(long post about communism and post-communism)
While I haven't "lived" in communism, I've worked in communist countries, and I've seen the post-communism process in my own country (luckily, from the right side of the fence).
I can only agree with everything you said there. Though, from what I've seen, that's still a very forgiving judgement. In Vietnam, I've seen that typical "live with parents and children in 50 square meters" as well as "man on street owns no shirt", side by side with "man owns two building blocks". I've seen
"50 patients in one room, two nurses, relatives doing the daily care and sleeping on floor under patient's bed" in hospital, and
"air-conditioned single bed rooms with dedicated nurse and maid, marble-floor, oil paintings, and television" in the same hospital, three floors higher. For, you know, the comrades who are a bit better than that vermin below.

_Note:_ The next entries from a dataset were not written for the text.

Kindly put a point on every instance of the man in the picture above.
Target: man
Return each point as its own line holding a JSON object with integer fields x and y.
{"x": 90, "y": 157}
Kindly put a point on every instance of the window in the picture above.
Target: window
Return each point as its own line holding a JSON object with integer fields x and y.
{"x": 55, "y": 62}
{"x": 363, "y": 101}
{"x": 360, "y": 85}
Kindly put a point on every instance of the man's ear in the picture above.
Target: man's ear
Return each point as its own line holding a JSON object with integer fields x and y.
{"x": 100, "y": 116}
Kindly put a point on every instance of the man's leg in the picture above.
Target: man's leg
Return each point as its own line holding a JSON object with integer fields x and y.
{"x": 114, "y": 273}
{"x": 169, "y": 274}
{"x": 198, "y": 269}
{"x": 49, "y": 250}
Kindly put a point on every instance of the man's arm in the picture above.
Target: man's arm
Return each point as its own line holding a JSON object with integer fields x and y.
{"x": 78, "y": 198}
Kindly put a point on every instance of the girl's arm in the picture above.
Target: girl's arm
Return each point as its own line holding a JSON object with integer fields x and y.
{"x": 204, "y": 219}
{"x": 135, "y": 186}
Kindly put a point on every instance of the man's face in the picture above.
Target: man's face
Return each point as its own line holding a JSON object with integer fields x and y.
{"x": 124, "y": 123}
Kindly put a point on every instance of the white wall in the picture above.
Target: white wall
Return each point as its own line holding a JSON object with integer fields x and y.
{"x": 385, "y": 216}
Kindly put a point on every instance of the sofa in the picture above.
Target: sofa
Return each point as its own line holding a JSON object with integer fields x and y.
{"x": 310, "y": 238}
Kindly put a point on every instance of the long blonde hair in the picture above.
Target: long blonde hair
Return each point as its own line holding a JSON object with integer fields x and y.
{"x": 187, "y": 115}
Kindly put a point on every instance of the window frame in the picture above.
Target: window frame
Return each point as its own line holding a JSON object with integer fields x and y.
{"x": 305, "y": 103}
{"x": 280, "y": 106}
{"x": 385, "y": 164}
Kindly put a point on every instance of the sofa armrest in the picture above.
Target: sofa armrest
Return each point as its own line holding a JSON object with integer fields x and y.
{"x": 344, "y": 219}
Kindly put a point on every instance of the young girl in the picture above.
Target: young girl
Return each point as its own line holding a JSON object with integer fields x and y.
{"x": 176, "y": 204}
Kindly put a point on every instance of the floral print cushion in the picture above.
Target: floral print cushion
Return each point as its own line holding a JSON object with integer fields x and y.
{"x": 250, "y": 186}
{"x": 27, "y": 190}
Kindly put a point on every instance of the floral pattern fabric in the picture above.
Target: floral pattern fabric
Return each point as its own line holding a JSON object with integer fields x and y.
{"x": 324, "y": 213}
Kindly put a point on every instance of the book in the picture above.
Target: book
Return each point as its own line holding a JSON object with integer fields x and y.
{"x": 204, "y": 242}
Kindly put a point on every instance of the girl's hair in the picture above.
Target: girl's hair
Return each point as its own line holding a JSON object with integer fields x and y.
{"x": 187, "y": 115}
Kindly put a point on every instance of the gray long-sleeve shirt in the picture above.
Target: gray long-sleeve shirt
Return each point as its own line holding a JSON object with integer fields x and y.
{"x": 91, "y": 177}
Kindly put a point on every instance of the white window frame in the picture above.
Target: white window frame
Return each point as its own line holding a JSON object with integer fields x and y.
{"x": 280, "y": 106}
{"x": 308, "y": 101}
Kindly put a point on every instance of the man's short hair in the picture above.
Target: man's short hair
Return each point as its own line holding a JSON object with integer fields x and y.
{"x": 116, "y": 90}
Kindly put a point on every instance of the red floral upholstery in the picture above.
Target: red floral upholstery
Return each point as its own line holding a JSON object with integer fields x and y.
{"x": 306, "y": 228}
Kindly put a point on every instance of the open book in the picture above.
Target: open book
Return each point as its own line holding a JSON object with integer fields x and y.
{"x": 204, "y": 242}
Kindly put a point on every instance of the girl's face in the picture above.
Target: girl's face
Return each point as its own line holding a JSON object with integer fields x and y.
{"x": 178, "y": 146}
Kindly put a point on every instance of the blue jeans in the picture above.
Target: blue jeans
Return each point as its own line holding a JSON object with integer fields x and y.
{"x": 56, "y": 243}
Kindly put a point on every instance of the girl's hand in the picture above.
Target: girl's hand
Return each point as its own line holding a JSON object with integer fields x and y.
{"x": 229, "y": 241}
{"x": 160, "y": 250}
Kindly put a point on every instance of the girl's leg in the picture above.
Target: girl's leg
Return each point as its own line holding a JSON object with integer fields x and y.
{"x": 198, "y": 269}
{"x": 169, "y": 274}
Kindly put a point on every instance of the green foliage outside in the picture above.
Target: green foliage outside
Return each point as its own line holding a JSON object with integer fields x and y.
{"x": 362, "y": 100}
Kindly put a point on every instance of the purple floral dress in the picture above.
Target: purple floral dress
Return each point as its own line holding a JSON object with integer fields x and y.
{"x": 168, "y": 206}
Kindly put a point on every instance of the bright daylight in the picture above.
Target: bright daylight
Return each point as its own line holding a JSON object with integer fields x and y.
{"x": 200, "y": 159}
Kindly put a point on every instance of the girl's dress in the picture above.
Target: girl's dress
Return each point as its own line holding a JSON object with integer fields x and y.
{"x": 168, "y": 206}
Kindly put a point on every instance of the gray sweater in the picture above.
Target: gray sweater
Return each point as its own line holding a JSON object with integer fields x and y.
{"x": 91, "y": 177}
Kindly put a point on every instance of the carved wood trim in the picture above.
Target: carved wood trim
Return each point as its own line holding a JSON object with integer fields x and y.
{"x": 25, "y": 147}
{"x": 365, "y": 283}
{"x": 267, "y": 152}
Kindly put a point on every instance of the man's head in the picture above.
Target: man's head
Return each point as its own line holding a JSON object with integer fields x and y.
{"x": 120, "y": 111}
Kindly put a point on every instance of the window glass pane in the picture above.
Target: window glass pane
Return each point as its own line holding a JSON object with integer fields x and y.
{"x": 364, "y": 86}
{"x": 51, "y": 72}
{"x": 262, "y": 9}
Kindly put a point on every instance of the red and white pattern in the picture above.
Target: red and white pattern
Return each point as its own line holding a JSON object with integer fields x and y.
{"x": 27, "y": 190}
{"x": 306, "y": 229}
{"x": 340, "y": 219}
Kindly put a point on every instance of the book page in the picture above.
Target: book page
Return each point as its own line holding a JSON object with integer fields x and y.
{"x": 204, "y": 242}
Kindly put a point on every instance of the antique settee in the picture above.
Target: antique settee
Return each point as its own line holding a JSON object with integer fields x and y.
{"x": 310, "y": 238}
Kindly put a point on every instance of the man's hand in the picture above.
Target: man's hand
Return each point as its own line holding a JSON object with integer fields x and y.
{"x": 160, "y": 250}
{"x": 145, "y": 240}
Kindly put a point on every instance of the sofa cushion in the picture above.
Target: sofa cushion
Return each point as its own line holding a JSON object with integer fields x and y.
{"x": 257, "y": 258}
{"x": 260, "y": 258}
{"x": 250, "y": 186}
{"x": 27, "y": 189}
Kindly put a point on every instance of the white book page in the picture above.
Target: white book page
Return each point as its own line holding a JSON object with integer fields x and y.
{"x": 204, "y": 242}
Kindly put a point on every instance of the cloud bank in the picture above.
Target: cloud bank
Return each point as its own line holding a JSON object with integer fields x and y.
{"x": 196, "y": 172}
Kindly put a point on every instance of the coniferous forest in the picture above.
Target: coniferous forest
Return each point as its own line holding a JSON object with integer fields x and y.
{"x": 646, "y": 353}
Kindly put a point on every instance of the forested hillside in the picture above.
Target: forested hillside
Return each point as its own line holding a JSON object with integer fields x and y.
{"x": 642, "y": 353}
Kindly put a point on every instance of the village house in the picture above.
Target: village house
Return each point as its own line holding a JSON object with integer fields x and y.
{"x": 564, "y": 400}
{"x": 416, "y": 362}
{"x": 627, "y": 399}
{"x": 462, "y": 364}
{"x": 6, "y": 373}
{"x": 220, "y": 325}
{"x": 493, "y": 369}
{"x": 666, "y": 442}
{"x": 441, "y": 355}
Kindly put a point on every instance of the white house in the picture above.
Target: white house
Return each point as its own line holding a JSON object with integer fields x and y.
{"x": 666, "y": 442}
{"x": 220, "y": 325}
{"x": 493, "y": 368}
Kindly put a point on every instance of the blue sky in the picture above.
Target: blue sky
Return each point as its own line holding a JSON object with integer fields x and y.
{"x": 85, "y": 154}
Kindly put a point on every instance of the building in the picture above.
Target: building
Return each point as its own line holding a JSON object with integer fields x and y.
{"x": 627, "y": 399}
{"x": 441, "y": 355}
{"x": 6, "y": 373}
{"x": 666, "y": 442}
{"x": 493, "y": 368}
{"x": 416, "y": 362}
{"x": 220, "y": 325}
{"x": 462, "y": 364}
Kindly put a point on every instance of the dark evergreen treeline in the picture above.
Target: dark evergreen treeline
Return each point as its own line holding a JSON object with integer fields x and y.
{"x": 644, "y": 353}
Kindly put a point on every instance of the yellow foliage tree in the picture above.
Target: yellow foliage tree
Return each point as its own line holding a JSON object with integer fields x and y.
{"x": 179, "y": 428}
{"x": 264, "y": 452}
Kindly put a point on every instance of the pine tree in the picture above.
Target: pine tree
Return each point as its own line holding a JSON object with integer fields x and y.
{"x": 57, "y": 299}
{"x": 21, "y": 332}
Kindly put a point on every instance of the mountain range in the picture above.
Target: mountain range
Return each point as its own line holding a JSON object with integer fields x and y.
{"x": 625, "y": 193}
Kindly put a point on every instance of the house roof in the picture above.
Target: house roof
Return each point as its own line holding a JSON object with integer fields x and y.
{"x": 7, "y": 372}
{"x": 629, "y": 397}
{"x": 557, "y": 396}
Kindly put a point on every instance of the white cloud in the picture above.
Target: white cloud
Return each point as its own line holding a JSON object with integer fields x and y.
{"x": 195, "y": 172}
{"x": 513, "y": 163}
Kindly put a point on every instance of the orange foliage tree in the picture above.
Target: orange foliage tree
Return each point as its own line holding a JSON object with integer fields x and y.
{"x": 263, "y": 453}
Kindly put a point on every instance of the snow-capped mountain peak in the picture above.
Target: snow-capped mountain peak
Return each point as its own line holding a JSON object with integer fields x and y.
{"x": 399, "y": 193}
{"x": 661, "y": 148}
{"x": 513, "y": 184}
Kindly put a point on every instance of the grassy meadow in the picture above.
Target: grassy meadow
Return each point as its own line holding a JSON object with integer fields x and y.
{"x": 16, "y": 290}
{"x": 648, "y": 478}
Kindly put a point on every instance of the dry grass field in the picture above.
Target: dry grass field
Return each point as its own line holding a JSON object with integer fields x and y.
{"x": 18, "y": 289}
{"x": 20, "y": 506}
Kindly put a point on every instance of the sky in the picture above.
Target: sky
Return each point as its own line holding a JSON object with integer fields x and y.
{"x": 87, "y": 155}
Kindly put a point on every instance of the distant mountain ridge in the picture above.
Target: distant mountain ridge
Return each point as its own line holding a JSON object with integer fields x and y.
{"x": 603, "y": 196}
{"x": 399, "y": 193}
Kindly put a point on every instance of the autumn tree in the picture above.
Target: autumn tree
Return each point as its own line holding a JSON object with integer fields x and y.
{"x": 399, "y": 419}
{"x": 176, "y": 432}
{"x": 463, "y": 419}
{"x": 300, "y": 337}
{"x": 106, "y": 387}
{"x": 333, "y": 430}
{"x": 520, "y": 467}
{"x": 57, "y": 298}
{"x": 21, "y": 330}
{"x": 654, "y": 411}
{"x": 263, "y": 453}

I've seen "Oh, you got no thousand dollars in cash (note: monthly salary being 40-50 dollars)? Too bad for you, looks like you will lose your leg. Come on, what's a thousand dollars. There's always loan sharks, or you could sell a child to a Thai prostitution band. No joking there. That's the communism I've seen. Same communism would arrest tourists on the airport for taking photographs (clearly, if you take a photo at an airport, you must be spy!). Same communists would only let you leave the country after you paid a $100 ransom. Again, no joke.
I've also seen the German reunion, which I guess was not much different from what you Czechs saw. Except in our case, there were two sides, and both sides were lied to, both sides were cheated, and both sides were unhappy with each other afterwards. A lot of people (on both sides, funnily) wish the wall was rebuilt, and twice as high.
I've seen Dresden a week before the reunion, which from my point of view looked as if you were in the middle of World War II (black buildings, destroyed buildings, meter-deep holes in the street, tank tracks).
What Kohl promised was Lands of Milk and Honey for everybody. Turned out the "trustees" responsible for the privatization were the biggest criminals of all (none being better than the previous, really). Openly accepting bribes and then selling companies for one euro each, just to be cannibalized. Turned out the people in the East were unsuitable for the western work market. Turned out nobody really wanted to invest in the East (rather, just buy cheap and take what you can). Turned out some of the most basic things like "see a doctor" still don't work out 20 years later in some quite big regions in the East, and don't even try to find a job or such there.
On the other hand, there's cities which have been leeching on the "solidary tax" and every other form of support for the last 20 years, and in these places, everything is golden. Some cities in the East (especially at the Ostsee) are much nicer cities than any city in the West, in perfectly flawless condition (whereas here we have a 60 year old telephone network and holes in the streets). Yet they refuse to let go on leeching on the solidary tax (which by the way, was "limited to 2 years", uh huh) in the typical socialist "no, why... this is our good right" manner.
The single biggest problem is that there's no negative consequences whatsoever. There's immunity for most people involved in the decisions to begin with, but even for the few who don't have immunity, the consequences are .... zero.
Anything where the state has a say in, you can basically do what you want. Take the postal service as an example. Used to be owned by the state, everybody working there was a public officer. Result: they were maximally lazy, they worked maximally bad, they went on "regimen" twice per year (which is nothing but a different word for "I'm having four weeks of extra holiday and the state is paying for it"), etc etc etc. Eventually they accumulated so much debt that the state couldn't afford it any longer, so it was privatized.
Privatized, huh... except it's all lies, the state still acts as major stock holder, the only difference is now you have two classes of employees. One class is the lazy bastard class of officials, and the other ones are exploited in a sheer unethical manner. Because, after all, the company must find its way towards being profitable again. You can tell
exactly at first sight who is an officer and who isn't. Same story for national railway and telephone.
Telephone is yet another such sheer unbelieveable thing. Telekom is now a "private company" (for the most part owned by the state), yet they not only use the phone lines that were paid from tax payer's money for free, they also charge other competing companies if they want to use these same lines. Excuse me? WTF?
Same thing in France, by the way... where autoroutes are first built from tax payer's money, and then handed over to a privately owned company which subsequently charges that same tax payer who paid for the road to be constructed in the first place, only so they may use it. Socialists, yay.